Technology is changing the way teens are dating one anotherFargo, ND (WDAY TV) -Technology is changing the texture of our love lives.
Fargo, ND (WDAY TV) -Technology is changing the texture of our love lives.
Whether it's flirting or a relationship status update, a new study proves Americans are using social media to set the mood.
In a world where technology is taking over, its sites like social media that's grabbing all the attention.
Nika Kingdon/MSUM Freshman: "I've been on Facebook and twitter a lot."
According to Pew Research Center 6 out of every 10 people in the U.S. use social networking.
And the age at which kids are logging on is becoming younger and younger.
Kevin Schwab/MSUM Freshman: "I think I had a Myspace when I was 12."
41% of social media users between the ages of 18 and 29 admit using sites like Twitter and Facebook to get more information on a potential date.
18% fessed up to following someone online because a friend that they'd be a good match.
Kingdon: "I add them because they come up on my friends list and I'm like whatever, my connection. Ya know, I'm a big networking person."
Sure, sure. Whatever the excuse, the very-visual sites prompt users to connect.
15% say they've used the network to ask someone out.
But Nika and Kevin deny getting that close to anyone over the wires.
Kingdon: "I personally would not do it unless I know them, met them in person. But I've had friend who've done it in the past."

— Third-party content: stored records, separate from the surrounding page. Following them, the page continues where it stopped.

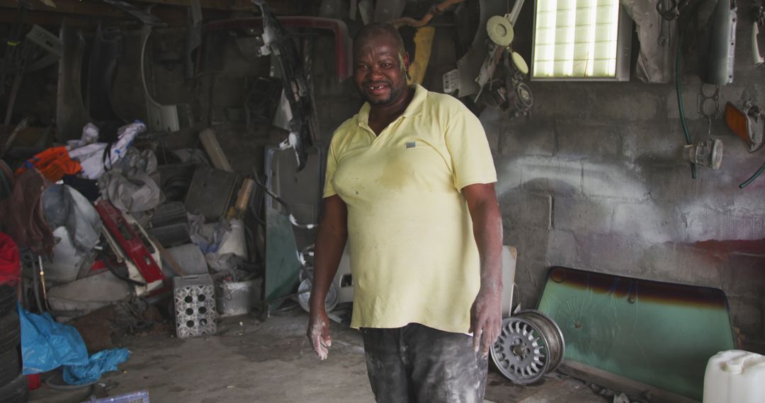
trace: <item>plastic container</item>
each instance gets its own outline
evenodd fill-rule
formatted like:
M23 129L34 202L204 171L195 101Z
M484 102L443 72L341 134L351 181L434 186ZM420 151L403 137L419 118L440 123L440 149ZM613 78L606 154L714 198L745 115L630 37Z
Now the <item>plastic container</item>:
M765 356L731 350L709 359L704 403L760 403L765 399Z
M218 254L233 253L243 259L247 259L247 246L245 244L244 223L242 220L231 220L230 229L220 240Z

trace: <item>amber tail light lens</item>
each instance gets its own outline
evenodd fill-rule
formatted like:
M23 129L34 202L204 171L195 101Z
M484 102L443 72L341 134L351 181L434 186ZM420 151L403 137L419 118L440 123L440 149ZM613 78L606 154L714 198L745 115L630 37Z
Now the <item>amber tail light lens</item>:
M749 136L749 118L747 114L731 102L725 104L725 123L728 124L728 128L747 144L753 143Z

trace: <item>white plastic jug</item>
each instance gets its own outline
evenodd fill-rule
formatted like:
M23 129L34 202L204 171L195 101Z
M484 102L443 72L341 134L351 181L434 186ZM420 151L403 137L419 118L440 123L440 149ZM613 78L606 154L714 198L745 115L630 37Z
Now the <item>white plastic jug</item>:
M709 359L704 374L704 403L765 401L765 356L731 350Z

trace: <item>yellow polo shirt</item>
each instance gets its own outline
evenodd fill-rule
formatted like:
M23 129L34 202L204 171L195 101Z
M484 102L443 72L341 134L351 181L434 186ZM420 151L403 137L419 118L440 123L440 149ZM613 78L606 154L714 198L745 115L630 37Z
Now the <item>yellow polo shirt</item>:
M337 128L324 196L348 207L352 327L418 323L464 333L480 280L461 190L495 182L496 173L475 115L450 95L415 88L379 136L368 103Z

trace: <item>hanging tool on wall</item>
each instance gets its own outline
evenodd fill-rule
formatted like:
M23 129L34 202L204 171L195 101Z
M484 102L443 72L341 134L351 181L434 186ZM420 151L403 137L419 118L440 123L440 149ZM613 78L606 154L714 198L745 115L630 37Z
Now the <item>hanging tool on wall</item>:
M263 46L261 55L273 54L278 61L280 75L284 83L284 97L289 105L289 134L279 143L282 150L295 150L298 170L305 167L308 154L307 148L318 139L316 125L311 121L311 93L300 55L295 42L284 26L269 8L265 0L252 0L260 8L263 17ZM313 130L312 130L313 129Z
M523 2L516 0L510 12L489 18L486 30L492 44L489 44L488 55L475 79L480 87L475 101L480 99L490 108L509 110L510 118L529 114L534 104L531 89L524 82L529 66L512 48L514 27ZM492 79L498 67L501 67L502 78Z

Neither freshman will admit creeping on crushes online but both say they've seen it done.
So who's the bigger culprit? Guys or gals?

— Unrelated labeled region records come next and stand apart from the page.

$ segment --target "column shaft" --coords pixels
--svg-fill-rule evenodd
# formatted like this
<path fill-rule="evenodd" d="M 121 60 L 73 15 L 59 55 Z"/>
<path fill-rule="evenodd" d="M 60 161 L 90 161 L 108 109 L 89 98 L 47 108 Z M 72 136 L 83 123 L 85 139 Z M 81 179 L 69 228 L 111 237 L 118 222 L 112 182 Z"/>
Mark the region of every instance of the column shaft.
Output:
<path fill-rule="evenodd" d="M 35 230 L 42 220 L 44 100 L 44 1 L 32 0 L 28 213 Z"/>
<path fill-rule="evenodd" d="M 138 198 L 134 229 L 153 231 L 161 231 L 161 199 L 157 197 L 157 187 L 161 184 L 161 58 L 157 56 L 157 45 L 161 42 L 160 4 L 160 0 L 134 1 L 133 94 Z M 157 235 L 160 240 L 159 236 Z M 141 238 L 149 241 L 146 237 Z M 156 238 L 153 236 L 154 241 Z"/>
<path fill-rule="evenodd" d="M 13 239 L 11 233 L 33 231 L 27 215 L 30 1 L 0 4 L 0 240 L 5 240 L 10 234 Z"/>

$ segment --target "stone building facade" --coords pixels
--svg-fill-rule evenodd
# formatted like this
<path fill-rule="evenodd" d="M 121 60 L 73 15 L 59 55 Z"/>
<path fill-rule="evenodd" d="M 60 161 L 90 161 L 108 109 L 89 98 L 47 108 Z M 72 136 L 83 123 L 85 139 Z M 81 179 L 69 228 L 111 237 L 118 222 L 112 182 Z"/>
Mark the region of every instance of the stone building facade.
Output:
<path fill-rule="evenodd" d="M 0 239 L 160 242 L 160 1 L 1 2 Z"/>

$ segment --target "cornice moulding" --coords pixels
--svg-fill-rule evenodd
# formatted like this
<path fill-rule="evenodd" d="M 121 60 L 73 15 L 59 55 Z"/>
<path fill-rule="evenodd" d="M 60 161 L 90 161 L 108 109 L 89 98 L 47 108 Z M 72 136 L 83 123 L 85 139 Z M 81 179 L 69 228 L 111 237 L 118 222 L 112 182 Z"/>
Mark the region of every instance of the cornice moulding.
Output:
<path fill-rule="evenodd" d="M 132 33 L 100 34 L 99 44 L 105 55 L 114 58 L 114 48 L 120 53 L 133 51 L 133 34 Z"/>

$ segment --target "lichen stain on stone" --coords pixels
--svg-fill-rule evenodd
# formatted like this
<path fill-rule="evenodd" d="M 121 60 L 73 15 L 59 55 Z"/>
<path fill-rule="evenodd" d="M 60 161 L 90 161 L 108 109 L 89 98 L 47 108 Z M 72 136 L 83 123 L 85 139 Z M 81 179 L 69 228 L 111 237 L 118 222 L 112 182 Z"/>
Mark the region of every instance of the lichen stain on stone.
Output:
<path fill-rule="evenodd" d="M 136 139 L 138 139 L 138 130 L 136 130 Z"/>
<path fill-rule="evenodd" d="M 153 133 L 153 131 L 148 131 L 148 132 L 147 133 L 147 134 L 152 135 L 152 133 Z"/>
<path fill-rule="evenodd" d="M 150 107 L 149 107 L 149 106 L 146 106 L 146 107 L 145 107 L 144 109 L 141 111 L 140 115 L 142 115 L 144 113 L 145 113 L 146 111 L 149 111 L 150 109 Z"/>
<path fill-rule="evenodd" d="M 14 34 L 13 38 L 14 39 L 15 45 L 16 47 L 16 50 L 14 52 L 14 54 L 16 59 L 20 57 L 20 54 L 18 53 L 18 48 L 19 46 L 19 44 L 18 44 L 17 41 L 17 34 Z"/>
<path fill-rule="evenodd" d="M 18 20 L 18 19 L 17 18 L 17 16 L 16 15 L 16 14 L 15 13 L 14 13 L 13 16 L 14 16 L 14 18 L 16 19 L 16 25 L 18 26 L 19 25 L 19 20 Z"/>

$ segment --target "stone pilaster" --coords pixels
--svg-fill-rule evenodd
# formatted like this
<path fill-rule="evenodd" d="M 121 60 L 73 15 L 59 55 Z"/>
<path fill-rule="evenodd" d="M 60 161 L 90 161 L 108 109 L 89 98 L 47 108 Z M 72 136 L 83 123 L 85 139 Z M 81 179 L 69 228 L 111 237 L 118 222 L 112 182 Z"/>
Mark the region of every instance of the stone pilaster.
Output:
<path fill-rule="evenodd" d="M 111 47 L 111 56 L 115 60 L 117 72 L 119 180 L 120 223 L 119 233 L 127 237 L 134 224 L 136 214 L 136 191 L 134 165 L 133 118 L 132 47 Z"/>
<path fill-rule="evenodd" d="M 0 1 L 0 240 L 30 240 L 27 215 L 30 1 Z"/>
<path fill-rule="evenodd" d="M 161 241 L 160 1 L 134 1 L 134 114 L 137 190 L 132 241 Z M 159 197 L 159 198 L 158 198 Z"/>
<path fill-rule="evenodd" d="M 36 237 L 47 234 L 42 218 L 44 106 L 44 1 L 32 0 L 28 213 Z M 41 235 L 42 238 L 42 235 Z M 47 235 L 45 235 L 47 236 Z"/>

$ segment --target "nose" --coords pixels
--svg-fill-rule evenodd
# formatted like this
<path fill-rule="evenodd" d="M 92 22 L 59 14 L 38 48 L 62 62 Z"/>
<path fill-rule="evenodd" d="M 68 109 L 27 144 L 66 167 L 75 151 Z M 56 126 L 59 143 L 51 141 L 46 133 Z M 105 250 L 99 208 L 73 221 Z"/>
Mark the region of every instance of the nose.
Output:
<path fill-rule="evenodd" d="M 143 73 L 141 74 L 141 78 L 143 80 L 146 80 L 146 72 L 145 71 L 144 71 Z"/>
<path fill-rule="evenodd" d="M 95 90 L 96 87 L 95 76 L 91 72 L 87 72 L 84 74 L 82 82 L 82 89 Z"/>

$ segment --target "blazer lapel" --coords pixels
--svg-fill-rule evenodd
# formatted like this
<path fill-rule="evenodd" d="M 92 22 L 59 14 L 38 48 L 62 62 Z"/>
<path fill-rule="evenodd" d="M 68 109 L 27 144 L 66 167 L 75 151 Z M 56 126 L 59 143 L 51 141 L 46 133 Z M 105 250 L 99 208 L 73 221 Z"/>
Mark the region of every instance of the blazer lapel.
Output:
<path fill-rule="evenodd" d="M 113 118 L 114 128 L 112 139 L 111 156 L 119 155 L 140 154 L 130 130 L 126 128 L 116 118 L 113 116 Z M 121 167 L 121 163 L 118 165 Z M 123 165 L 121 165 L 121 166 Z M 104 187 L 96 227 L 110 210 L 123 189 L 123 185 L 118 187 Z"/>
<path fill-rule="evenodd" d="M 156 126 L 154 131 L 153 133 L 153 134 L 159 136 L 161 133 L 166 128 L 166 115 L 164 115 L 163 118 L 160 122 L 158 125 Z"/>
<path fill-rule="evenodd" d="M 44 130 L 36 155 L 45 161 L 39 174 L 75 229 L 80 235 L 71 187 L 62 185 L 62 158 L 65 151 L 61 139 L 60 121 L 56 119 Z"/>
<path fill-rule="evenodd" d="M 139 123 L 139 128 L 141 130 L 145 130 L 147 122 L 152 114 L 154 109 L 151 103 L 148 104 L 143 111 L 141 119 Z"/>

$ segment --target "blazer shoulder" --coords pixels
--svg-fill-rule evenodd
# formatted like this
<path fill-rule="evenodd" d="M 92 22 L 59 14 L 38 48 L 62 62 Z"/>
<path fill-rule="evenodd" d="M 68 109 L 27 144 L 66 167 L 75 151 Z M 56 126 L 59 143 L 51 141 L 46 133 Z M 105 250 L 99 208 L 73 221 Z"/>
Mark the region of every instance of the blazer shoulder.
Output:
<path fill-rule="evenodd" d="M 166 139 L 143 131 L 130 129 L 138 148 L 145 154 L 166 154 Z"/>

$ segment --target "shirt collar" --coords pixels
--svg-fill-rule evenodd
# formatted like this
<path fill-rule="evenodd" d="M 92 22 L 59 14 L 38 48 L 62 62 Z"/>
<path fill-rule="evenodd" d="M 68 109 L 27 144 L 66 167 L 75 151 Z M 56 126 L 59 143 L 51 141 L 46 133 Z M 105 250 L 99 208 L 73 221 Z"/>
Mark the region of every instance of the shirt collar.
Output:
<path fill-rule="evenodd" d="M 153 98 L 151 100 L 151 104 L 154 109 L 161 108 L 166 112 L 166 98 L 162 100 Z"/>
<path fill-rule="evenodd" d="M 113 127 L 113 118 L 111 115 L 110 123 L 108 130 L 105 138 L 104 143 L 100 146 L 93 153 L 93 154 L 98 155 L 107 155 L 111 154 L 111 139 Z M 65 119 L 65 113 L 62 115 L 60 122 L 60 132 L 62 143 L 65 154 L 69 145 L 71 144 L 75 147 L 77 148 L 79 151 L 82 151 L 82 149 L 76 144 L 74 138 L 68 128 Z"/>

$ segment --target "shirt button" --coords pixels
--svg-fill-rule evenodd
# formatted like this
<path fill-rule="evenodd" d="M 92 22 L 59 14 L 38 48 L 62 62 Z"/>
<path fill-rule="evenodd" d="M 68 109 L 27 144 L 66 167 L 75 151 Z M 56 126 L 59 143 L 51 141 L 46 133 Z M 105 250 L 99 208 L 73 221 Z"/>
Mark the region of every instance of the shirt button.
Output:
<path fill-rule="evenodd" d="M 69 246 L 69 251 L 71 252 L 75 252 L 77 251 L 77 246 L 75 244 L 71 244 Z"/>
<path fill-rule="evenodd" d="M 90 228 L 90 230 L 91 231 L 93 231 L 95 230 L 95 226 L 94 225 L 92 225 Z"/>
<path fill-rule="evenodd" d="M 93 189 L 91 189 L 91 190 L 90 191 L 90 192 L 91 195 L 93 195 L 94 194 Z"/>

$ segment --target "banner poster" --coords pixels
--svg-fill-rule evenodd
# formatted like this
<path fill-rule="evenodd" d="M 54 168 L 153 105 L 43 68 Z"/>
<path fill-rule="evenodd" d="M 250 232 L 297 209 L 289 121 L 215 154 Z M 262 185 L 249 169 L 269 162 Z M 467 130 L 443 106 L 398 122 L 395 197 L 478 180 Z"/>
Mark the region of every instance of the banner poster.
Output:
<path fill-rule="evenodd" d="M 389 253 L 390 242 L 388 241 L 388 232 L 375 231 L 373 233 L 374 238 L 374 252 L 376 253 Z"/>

Schwab: "girls, it seems like they'll look for pictures, and guys will also look for pictures but they'll want to know more about them. Like they'll look at their 'about' and see what they're into or something if they're kind of interested in them."
Kingdon: "honestly, I think girls add guys crazily, all the time add guys more. But I think guys are the ones who ask them out more."
Whoever is to blame, the big question is why?
Why is it easier to communicate via twitter of Facebook?
Kingdon: "I know a lot of people are shy and they're scared of rejection so, I'm thinking they think it's a better connection."
But better can turn into a block.
27% of users told Pew Research Center they've un-friended someone because after searching for that Mr. Right, he or she turned out to be all wrong.
Letting go of a past relationship has gotten harder with social media as well.